Said Fadhaye, fotografo freelance, ha raccontato sui social che si trovava a bordo della stessa auto con Almaas: raccontando straziato che la donna è morta accasciandosi su di lui, ha parlato di un “attacco”. Il governo somalo ha condannato l’accaduto e chiesto indagini accurate. Ma si è levata anche la voce dell’ex presidente Hassan Sheikh Mahamuud che domanda di fare chiarezza su un episodio che chiaro non è affatto. Che la giovane donna sia stata uccisa dentro un complesso fortificato come Halane lascia più di un interrogativo.
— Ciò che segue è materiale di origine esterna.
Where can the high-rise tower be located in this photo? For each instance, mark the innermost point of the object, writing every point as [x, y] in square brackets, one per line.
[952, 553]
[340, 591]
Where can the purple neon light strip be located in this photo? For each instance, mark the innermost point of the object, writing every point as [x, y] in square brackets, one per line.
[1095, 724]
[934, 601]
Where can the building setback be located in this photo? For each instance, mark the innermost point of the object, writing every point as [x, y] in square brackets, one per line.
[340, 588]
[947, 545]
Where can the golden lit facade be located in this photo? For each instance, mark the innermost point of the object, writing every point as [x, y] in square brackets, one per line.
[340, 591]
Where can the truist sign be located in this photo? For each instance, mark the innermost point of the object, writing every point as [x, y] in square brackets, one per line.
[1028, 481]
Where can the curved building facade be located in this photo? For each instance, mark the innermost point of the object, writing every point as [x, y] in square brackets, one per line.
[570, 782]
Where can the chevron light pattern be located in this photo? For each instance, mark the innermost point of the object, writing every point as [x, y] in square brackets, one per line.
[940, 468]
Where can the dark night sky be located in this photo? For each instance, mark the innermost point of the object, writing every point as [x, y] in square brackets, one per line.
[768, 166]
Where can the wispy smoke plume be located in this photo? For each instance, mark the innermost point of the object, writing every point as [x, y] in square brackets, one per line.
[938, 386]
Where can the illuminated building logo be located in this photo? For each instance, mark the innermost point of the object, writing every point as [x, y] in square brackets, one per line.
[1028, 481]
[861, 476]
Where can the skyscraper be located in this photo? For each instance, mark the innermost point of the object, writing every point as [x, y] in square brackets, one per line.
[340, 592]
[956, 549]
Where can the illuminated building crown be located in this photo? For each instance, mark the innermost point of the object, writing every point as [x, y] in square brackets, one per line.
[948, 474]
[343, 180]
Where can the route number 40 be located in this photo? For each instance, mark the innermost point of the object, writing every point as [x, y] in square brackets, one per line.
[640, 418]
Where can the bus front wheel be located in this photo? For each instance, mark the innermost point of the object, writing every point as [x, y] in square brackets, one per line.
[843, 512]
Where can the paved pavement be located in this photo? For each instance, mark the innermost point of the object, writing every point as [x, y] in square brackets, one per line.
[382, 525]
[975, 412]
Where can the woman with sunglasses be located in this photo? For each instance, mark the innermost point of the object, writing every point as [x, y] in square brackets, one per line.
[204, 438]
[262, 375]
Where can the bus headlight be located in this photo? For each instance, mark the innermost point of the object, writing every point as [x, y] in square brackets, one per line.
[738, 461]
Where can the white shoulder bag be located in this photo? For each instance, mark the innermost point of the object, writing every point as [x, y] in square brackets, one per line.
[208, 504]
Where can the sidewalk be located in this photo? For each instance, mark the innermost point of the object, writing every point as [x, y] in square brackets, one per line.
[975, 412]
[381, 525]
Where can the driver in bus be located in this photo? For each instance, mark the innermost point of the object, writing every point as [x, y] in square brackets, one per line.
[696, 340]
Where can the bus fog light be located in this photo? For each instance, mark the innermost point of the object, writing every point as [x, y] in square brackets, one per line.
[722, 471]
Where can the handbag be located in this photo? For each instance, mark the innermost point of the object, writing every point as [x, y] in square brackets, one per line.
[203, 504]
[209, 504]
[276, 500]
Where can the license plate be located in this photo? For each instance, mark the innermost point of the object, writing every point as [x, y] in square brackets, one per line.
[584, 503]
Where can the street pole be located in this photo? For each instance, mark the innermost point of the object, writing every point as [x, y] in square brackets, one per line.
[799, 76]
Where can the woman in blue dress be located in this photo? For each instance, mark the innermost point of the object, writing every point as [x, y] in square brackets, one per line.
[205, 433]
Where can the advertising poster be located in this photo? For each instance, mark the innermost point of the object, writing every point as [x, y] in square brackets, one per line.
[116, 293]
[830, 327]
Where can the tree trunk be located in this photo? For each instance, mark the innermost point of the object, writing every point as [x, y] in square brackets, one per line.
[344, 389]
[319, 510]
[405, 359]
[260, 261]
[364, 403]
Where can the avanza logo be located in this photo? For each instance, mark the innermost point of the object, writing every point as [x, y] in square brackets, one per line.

Una morte che insanguina una volta di più la stessa famiglia: il padre di Almaas, Elman Ali Ahmed, era a sua volta un attivista per la pace molto conosciuto. Morì assassinato nel 1996. La madre decise di trasferirsi in Canada all’inizio degli anni ‘90, per far crescere le tre figlie in un ambiente sicuro. Almaas e le sorelle, però, a partire dal 2010 decisero di tornare in Somalia per contribuire alla ricostruzione del paese. Anche loro, come decine di altri somali della diaspora, stavano tentando di riappropriarsi del paese e di collaborare alla sua ricostruzione.

Nel 1990, la famiglia Elman fondò un centro per la pace, l’Elman Peace and Human Rights Centre, ora guidato dalla madre, Fartuun Adan, e dalla sorella minore Ilwad. Quest’ultima aveva ricevuto proprio quest’anno la nomination per concorrere all’assegnazione del Nobel per la pace. Almaas e la sua famiglia lavorano in particolare sulla giustizia sociale, sui diritti delle donne e sulla riabilitazione dei bambini colpiti dalle conseguenze della guerra civile. Almaas aveva lavorato anche all’ambasciata somala in Kenya e di recente era diventata consulente per la delegazione dell’Unione Europea in Somalia. Nel 2017 aveva sposato un imprenditore somalo-svedese, Zakaria Hersi. E, stando ad alcune fonti non confermate, era probabilmente incinta.

Laetitia Bader, ricercatrice per l’Africa di Human Rights Watch, descrive Almaas come “un’impegnata e instancabile avvocata delle invisibili sopravvissute alle violenze sessuali in Somalia”. “La sua morte – aggiunge – ci ricorda ancora una volta i pericoli reali che affrontano i civili a Mogadiscio. Il governo deve investigare sull’omicidio di Almaas, arrestare i colpevoli e lavorare per proteggere tutti i cittadini”.

Lo scorso luglio era stata uccisa un’altra somala con cittadinanza canadese, la giornalista Hodan Nalayeh, vittima con il marito di un attacco terroristico contro un hotel da parte degli shebaab a Kismayo, città del sud della Somalia. La stessa regione al confine con il Kenya dove si pensa potrebbe essere Silvia Romano.